Hurricanes, also known as tropical cyclones and typhoons, are large, spinning, low-pressure weather systems with high wind speeds. They form over warm, tropical or subtropical waters, like the Atlantic basin, the eastern North Pacific Ocean, and occasionally the central North Pacific Ocean.
Hurricane season falls from June 1 to November 30. These fierce storms cause damage to natural environments and property, and can be fatal to both wildlife and humans (especially recreational water users).
Storm surges are atypical increases in wave and water levels due to powerful storm winds, such as those of a hurricane, pushing water to the shore. Storm surges may cause coastal flooding and be deadly to those both near and far from the shore.
They are particularly dangerous in harbours and bays. If you see the water pull far away from shore, it may be moments from quickly coming back in far up the shore. When this happens, it’s a good idea to quickly get out of the way. Get as far away from the beach as you can, and get on the highest ground possible.
Storm tides happen when storm surges combine with the regularly occurring tide. Storm tides cause an extreme rise in water levels.
Together, strong wave and water action can erode coastlines. A single hurricane is able to clear away beaches and sand dunes. A beach may look very different (or may have disappeared entirely) when you head to the shore after a severe storm. Always use caution when walking on beaches after a hurricane, as erosion may have made the shore unstable.

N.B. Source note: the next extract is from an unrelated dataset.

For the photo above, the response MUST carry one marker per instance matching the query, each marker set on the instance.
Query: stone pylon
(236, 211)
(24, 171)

Hurricanes generate extremely powerful winds. Hurricane winds create big, strong, dangerous waves that can be over 18 meters. Rip currents happen when violent winds push the water in the ocean against the shore. In fact, rip currents in an area sometimes mean that a hurricane is near. Even waves breaking far away from the hurricane itself can form fatal rip currents.
These channels of water trap and suck even experienced swimmers out to sea. To escape a rip current, swim parallel to the shore (rather than towards it) until you no longer feel the current’s pull.
Even if there is not a rip current or storm surge present, waters can get extremely rough when a Hurricane is nearby. In Barbados in 2017, a teenage professional surfer died surfing waves caused by Hurricane Irma.
It’s not only the water itself that poses a threat to people around hurricane season, but also what’s in the water.
Hurricanes sometimes cause coastal flooding, and floodwater often contains metal or glass fragments and other sharp objects that can puncture the skin, power lines, and other dangerous debris. When injured in the water, your body is exposed to whatever contaminants are present.
During hurricane season, all kinds of pollution enters the water. When Hurricane Katrina hit the U.S. in 2005, 575 spills of petroleum or hazardous chemicals happened and over 350,000 automobiles leaked gasoline and toxic fluids into flood waters, totalling about 10 million gallons of oil that entered the New Orleans Area Watershed.
When there is heavy rainfall, combined sewer systems can overflow, spilling untreated stormwater and sewage into waterbodies. A hurricane’s strong winds can also unsettle any pollution that is at the bottom of waterbodies.
When Hurricane Florence hit North Carolina in 2018, the heavy rains caused runoff from huge pig farms to bring staggering quantities of fecal matter to surrounding areas.
Even if the water looks clean after a hurricane, it frequently contains bacteria, pathogens, chemicals, and nutrients capable of making people very sick. It’s a good idea to wait at least two days to swim after heavy rainfall, and you should wait even longer after an extreme weather event like a hurricane.
At times, heavy rainfall during hurricanes leads to stormwater runoff, sewer overflows, and flooding. In turn, this brings excess nutrients into waterbodies, which can cause algae blooms. When certain algae blooms die off, they release toxins that make people sick from coming into contact with the water.
After Tropical Storm Gordon in 2018, the red tide in Florida intensified and spread to the Florida Panhandle. This harmful algae bloom can kill marine species, and threaten the health of humans, too. You can check the current status of Red Tide in Florida here.
Rising sea levels and warming sea temperatures are expected to exacerbate the effects of hurricanes, so it’s important to know how to stay safe during hurricane season as our climate changes.